Russo recommended other employers set up and rely on "that structure and the predefined communication plans on how [to] manage a crisis," adding that, "having those in place, practicing those things served to be invaluable for Verizon."
As a global provider of an essential service, Verizon also had to make sure it had the capacity to continue services for tens of millions of customers.

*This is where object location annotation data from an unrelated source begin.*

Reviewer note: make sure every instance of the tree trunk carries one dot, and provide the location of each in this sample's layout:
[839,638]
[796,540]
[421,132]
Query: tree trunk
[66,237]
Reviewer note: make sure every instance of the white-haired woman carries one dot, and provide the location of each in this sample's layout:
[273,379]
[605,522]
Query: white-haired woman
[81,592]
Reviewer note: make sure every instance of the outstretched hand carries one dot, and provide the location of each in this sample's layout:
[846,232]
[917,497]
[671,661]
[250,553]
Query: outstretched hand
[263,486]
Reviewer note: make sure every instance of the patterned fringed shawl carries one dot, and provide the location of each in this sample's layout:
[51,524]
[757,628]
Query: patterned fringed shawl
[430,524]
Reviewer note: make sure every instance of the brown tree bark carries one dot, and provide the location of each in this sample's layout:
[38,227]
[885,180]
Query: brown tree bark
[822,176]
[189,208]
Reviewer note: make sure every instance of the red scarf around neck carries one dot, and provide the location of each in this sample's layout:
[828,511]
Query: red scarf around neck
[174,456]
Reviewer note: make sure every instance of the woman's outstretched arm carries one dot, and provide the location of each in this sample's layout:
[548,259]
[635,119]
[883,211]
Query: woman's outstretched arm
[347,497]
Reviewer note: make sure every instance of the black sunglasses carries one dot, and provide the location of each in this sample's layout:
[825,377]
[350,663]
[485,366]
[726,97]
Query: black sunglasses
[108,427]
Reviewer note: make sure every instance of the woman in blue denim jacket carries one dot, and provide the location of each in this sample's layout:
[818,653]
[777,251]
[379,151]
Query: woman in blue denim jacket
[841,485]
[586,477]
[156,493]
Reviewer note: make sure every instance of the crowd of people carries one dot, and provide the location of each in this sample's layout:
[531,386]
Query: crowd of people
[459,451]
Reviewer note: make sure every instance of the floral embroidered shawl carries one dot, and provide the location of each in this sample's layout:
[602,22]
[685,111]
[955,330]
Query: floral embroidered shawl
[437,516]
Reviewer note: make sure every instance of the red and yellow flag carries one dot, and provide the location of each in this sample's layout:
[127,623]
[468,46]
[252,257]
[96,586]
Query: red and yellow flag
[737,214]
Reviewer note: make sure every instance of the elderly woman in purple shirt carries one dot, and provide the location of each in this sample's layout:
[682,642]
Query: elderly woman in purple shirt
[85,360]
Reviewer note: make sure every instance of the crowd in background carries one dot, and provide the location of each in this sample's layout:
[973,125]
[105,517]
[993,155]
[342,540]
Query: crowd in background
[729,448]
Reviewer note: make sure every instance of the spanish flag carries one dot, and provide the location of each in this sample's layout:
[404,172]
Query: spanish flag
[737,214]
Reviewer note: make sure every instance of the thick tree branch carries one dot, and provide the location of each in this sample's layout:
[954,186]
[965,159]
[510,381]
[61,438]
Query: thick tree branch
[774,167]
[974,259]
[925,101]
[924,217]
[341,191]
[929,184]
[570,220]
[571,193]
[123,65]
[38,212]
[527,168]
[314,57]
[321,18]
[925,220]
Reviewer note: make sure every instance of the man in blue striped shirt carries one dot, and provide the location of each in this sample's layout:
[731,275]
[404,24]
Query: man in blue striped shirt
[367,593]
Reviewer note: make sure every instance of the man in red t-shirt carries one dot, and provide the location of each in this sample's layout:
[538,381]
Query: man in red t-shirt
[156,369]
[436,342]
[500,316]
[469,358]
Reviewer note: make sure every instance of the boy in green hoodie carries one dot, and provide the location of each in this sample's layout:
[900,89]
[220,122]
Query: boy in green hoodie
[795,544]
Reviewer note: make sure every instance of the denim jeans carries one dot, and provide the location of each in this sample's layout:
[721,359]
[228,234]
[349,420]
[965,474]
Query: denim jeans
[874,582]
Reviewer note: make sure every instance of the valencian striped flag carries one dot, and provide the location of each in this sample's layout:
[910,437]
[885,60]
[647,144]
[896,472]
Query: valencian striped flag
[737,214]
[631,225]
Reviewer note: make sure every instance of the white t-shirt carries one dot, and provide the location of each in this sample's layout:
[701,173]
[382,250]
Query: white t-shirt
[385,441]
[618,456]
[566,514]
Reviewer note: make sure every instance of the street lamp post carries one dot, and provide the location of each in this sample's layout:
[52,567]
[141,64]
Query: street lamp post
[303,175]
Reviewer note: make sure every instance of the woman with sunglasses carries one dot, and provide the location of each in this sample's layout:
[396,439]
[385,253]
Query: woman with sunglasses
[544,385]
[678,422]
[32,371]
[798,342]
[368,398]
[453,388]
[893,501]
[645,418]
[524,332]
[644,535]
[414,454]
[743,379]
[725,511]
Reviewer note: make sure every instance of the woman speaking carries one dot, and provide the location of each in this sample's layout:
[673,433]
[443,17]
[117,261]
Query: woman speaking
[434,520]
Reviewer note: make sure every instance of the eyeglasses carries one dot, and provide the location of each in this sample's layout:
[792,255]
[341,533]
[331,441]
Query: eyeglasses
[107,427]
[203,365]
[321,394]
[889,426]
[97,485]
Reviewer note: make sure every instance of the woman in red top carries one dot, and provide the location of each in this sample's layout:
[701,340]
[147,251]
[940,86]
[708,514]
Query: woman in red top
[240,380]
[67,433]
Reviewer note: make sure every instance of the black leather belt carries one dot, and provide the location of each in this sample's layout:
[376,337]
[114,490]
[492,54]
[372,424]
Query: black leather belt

"We're trying to keep running the company, too," Pambianchi said. "So we're also mindful that everything can't stop. We're running Verizon. So, we've been responding to the crisis and then also responding to how ... we keep all of the other things going that are important to deploying 5G and bringing that capability on. So it's a balance"
After surviving the initial tumult, Verizon is now looking ahead to optimize its mostly remote workforce and monitor for signs that it can resume some normal business activity.
"We're trying to get people more productive at home and make sure that they're more stable," Russo said. "But what we're really shifting to now is that idea of, assume we start to hit a plateau, assume that we start to see the cases drop, that we can start sometime in the future, getting back to [a] less-crisis mode."
Russo said he thinks the United States is "several weeks away" from returning to offices and resuming some normal forms of work, but that domestic businesses will have a chance to see what that looks like now in Asia, where the threat is dissipating, and in Europe in the near future.
"I would encourage any company to really be looking at what's happening in Europe right now as almost a week-and-a-half to a two-week predictor of what I think the United States is headed towards, in the next couple of weeks," Russo said. "So far that’s largely held true."